*I received a complimentary copy of this book, and I’m leaving a voluntary review*
Plot: Supersize spaceship Conservation is launched in search for a new habitable planet, hoping to secure a future for the human race. But something goes horribly wrong.
Longer plot: The year is 2034. Climate change has ravaged Earth, food and shelter are even scarcer than before, and the world is descending into chaos. As Earth is slowly becoming more inhabitable, a plan to launch a spaceship to find suitainable planets is the one of the best and only options available. The giant ship Conservation, built by the Universal Mining Agency, housing plantlife, animals, and people, is launched. The people onboard will never themselves see their new, future home, but the generations following them will.
Fast forward 40 years, the last call and contact is made with the ship, and the people of Earth never hear from it again.
10 years later, the new CEO of the Universal Mining Agency and son of the man who launched the Conservation, is threatened. Threatened with information on his father, information that could very well lead to the downfall of his company. Launch a probe – find the Conservation, we want to know what happened.
And what did happen to the spaceship? Why didn’t anyone try to figure it out ten years prior? What was the real purpose of the launch? And what happened to everyone onboard?

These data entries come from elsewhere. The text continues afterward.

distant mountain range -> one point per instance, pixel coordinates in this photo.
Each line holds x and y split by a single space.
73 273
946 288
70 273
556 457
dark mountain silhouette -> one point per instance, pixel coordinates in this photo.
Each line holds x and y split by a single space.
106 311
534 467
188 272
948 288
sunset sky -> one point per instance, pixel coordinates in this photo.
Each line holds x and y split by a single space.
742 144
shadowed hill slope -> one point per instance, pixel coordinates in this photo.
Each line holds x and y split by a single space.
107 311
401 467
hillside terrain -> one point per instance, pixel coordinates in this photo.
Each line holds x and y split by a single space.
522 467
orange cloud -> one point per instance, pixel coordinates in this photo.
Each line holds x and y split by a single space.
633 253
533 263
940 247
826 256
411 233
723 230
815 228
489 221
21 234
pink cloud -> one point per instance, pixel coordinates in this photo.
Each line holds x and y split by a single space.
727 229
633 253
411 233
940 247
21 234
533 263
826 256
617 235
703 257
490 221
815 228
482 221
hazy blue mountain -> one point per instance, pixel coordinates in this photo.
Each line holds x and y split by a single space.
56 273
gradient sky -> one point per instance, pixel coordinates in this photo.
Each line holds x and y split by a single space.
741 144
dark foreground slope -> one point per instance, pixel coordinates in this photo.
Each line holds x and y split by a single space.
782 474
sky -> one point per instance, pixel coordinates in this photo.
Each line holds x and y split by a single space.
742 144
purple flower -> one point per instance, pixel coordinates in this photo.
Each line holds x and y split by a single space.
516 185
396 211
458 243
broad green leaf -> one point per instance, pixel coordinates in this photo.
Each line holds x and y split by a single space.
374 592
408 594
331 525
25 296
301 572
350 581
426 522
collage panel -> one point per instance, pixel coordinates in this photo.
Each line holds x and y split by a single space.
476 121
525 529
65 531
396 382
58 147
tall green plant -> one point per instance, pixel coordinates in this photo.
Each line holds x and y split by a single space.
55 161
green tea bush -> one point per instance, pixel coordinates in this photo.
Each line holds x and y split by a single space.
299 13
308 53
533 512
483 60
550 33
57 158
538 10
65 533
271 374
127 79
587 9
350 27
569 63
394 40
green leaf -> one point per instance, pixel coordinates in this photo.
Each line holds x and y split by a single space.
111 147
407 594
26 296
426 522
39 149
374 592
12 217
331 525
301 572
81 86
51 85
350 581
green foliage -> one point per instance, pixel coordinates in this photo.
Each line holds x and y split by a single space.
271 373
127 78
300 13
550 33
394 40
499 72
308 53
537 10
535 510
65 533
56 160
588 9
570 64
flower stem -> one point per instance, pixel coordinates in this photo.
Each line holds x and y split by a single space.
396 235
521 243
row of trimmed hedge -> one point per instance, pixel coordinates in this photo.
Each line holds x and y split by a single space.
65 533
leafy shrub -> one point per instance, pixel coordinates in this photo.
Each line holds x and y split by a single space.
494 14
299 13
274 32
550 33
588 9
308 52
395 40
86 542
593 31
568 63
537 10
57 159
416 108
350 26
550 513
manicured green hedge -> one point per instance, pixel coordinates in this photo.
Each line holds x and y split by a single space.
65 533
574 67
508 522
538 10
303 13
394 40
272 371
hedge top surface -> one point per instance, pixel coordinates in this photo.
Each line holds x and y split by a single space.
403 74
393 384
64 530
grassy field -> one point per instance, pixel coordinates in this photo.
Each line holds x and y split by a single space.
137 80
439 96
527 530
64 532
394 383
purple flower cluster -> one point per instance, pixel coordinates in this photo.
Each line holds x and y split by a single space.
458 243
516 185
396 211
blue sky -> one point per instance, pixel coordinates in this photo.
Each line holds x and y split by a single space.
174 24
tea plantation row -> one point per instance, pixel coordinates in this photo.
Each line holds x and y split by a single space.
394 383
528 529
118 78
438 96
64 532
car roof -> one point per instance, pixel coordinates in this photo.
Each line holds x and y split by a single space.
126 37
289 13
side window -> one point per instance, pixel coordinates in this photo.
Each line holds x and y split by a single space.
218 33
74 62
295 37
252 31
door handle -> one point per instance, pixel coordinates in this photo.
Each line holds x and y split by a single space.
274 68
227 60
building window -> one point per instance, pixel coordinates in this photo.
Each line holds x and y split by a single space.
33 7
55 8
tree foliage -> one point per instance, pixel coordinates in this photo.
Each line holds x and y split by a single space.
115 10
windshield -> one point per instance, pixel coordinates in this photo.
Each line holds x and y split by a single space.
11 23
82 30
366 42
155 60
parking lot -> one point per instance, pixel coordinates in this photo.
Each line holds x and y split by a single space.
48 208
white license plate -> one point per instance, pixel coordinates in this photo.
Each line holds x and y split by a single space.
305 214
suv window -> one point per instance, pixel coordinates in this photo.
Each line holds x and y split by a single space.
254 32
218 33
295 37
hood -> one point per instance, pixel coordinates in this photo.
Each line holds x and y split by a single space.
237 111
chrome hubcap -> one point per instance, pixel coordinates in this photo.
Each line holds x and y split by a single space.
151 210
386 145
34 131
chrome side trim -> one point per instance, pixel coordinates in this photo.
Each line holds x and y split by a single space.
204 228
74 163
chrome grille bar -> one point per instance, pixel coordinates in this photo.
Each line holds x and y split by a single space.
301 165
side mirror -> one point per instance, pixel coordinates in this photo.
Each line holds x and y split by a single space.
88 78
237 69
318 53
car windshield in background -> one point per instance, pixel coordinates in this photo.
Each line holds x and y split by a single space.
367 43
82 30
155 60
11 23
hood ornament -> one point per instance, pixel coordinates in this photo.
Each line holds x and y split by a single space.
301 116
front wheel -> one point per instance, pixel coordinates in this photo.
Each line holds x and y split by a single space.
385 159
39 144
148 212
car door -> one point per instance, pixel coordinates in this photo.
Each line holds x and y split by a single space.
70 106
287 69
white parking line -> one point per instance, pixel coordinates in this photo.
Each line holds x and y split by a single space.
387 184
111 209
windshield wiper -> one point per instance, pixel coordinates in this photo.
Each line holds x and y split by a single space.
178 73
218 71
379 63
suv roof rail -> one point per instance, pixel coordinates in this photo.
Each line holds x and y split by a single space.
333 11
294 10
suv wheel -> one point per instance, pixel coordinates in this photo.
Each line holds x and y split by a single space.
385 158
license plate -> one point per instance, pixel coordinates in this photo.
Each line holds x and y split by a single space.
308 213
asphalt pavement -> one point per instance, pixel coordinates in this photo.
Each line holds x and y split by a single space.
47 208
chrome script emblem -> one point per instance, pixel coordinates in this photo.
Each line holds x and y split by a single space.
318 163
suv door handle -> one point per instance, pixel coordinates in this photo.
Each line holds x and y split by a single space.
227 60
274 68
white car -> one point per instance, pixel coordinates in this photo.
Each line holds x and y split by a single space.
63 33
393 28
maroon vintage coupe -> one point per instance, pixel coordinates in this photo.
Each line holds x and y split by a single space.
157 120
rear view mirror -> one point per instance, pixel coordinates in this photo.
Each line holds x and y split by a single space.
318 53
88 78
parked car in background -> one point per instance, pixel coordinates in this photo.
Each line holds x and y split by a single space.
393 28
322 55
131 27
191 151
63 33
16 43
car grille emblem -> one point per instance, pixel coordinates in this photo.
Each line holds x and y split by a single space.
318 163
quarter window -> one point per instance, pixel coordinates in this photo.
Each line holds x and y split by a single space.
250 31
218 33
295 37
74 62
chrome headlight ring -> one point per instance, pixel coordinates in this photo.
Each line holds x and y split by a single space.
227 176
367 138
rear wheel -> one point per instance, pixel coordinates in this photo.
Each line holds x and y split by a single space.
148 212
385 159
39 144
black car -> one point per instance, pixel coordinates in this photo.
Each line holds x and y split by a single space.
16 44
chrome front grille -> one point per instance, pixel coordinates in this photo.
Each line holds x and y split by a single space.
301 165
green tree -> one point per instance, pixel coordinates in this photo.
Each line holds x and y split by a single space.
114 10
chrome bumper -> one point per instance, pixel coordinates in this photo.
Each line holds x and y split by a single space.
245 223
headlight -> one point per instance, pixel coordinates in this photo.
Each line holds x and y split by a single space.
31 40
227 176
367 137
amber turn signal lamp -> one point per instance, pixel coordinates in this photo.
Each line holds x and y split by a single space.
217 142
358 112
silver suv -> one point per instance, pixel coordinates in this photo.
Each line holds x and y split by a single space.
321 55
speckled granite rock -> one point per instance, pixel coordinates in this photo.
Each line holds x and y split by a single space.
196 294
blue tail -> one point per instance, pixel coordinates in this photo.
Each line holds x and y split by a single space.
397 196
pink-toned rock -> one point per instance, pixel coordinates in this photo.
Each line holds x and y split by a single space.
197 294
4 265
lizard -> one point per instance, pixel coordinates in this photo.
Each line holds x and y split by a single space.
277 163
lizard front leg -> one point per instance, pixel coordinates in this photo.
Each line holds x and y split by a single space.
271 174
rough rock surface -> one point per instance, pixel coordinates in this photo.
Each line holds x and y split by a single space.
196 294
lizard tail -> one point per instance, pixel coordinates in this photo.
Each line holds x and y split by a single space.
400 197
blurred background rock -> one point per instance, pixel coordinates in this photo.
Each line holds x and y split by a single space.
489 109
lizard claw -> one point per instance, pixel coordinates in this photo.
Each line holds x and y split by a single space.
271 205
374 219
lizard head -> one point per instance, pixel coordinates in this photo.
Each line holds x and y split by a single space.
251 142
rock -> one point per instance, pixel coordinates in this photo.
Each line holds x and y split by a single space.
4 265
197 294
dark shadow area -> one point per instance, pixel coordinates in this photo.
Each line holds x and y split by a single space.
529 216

Review: I reeeaaaally loved this book. This is the kind of mysterious, thrillery Sci-Fi that is right up my alley. I assumed most of the plot would be set on the ship, which would been fine, but I was very happy that it wasn’t. We follow (mostly) David Kingston, the zoologist who provided the animal life that boarded the ship. And his quest to figure out what happened. And I was so bloody intrigued! I really would like to write more about the plot, to talk about it, ‘cuz it was so good – but I won’t, because spoilers. But I’ll say that it kept me hooked, like really, page upon page, only putting it down when I absolutely had to. There’s so much more to this than meets the eye, like I said above, it wasn’t what I assumed at all. It’s beautifully written, set in a magnificent, broken and battered future Earth, and I loved every second of it. Definitely one of my favourite reads this year.
When I noticed the ending coming, I was at first bit upset because it really didn’t take the turn I wanted (again, not what I assumed!). I was like ‘nooooo, it can’t end like this?!’ But then the ending got good, beautifully, destructingly good. It’s the kind of sad, horrible ending, that I love that people dare write. Wouldn’t have it any other way.
Seriously – you need to check this out, if you want a mysterious, creepy Sci-Fi thriller that throws you this way and that – Check out James Flynn’s Conservation.
Thank you for the positive review of my book. It’s always good to hear what people make of it, and reading your opinion of it was especially enjoyable.
I appreciate you taking the time to read this, and I’ll share the post on Twitter to gain some exposure to your blog.
I have a novella in progress that’s going to get published some time next year; I’ll definitely give you a free copy once it’s done.